AOAC 2018 Nicotinamide Ribose Analysis by LCMSMS

A Sensitive, Fast and High-Throughput Quantitative Assay of Nicotinamide Riboside in Microencapsulated Product by LC/MS/MS

Purpose

Nicotinamide riboside (NR), a pyridine-nucleoside form of Vitamin B3 functions as a precursor to nicotinamide adenine dinucleotide which is one of the most important coenzymes in many redox reactions. FDA granted Generally Recognized as Safe (GRAS) status for NR as a food ingredient in 2016. NR showed instability issue by degrading to nicotinamide, and encapsulation technology is used to stabilize NR. Here, we present a sensitive, fast and high-throughput quantitative method for NR in microencapsulated product by LC/MS/MS.

Method

Standard and Sample Preparation:

Standard was prepared in water with the range of 50.0-5000 ng/mL About 20 mg of encapsulated sample was extracted by 10 mL of Heptane, 20 mL of water and 20 mL of dichloromethane (DCM). The extracted sample was cleaned by 0.20 μM filtration before analysis.

UPLC-MS Conditions:

UPLC system: Nexera UPLC system including SIL-30AC auto-sampler, controller, column heater and binary pump (Shimadzu)

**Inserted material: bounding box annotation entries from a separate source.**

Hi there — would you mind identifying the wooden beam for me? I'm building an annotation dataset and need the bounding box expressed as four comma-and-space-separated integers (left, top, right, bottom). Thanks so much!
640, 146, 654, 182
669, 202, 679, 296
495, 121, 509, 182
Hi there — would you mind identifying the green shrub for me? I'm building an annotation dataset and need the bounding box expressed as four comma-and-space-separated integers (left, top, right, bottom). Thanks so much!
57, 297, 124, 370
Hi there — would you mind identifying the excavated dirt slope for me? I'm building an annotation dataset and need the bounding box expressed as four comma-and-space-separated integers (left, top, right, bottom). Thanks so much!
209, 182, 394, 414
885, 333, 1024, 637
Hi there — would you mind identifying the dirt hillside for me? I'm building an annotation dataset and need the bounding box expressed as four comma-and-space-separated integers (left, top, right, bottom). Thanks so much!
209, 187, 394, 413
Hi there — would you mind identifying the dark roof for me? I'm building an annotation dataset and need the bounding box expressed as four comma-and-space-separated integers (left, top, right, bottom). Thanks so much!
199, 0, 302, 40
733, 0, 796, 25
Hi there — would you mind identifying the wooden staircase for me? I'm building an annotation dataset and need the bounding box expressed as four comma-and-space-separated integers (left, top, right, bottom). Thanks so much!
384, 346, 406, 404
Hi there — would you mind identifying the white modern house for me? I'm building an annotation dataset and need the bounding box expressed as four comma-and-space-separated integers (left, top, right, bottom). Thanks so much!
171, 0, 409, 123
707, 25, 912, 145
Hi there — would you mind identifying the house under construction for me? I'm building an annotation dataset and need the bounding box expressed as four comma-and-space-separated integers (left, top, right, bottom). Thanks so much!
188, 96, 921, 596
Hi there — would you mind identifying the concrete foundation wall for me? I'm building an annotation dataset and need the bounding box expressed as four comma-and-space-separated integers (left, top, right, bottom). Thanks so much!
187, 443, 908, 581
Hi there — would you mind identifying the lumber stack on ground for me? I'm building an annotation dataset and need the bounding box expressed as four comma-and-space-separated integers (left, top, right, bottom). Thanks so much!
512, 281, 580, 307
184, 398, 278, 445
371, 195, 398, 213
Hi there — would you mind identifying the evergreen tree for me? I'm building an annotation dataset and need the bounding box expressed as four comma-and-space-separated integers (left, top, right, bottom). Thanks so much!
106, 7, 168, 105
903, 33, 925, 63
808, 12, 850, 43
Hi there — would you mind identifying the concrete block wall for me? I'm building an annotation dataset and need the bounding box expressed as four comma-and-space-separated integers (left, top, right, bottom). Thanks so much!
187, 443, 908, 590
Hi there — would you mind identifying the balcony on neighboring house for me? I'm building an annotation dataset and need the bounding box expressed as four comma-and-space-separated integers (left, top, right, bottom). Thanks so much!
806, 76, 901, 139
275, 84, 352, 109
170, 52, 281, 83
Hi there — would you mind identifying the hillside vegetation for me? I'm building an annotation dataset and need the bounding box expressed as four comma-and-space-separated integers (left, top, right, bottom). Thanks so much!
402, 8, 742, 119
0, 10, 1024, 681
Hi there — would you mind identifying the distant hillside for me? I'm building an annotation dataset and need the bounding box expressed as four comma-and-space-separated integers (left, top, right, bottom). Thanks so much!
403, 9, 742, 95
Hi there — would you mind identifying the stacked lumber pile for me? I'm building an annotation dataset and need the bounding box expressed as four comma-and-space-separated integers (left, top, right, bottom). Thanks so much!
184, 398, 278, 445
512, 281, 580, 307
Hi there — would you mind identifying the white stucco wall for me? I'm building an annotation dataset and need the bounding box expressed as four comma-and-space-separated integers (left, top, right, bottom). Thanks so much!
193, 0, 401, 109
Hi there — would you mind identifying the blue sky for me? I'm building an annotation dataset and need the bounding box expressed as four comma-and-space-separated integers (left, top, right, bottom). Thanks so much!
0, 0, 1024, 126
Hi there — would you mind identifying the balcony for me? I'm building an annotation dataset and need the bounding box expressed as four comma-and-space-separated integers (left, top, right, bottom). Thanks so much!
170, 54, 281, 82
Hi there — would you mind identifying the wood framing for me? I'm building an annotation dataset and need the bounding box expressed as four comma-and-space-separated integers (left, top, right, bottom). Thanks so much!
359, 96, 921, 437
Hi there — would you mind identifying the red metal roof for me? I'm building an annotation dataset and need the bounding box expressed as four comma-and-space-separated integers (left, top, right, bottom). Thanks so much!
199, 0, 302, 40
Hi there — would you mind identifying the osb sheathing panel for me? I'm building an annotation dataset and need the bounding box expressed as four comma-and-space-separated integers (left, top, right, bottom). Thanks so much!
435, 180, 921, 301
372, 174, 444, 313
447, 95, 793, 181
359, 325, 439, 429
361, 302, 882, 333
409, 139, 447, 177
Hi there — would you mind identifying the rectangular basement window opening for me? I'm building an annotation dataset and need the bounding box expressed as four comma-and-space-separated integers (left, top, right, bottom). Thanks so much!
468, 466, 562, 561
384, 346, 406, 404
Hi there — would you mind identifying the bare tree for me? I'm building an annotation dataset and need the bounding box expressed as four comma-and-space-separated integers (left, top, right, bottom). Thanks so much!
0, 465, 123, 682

Column: 100×2.1 mm, 1.6 μm CORTECS C18 ( Waters)

Mobile Phase A: HFBA and water

Mobile Phase B: Acetonitrile

Flow rate: 0 40 mL/min

Pump Cycle time: 3.5 minutes

MS detector: Triple Quadrupole 5500 MS ( AB Sciex)

Results and Discussion

During method development, standard solution stability was evaluated and the data indicated that NR is veryy sensitive to temperature and basic pH (Fig. 2), and then degraded to nicotinamide. In order to minimize the instability issue the sample is extracted in amber glassware and neutral pH diluent at reduced temperature conditions. The extraction methods for microencapsulated product were also evaluated. In order to break down the capsulation shell, the organic solvent is needed. Different organic solvents including hexane, heptane, DCM, chloroform and acetone were evaluated, and heptane provided highest recovery. DCM was also used as extraction solvent to bring the aqueous layer to the top. The method was successfully developed over the range of 50.0-2,000 ng/mL in microencapsulated product. The specificity experiment showed that there was no significant contribution between analytes/IS and no visible interference peaks showed in blank diluent at the expected retention time (Fig. 3). The LLOQ has sufficient sensitivity (S/N> 10) (Fig. 3). System suitability consisted of six replicate injections of the middle standard solution and was injected before sample analysis and RSD was ≤8.4%. The response revealed that quadratic regression with 1/X weighing factor provides the best and the correlation coefficient r2 is 0.995 (Fig.4 and Table 2). The accuracy experiment showed that the spiking recovery is within ±20% (Table 3). The %RSD SD 5.63 RSD% of precision was <5.93% (Table 3).

Conclusion

This first known published specific, fast and high-throughput LC/MS/MS assay for quantification of NR in microencapsulated product.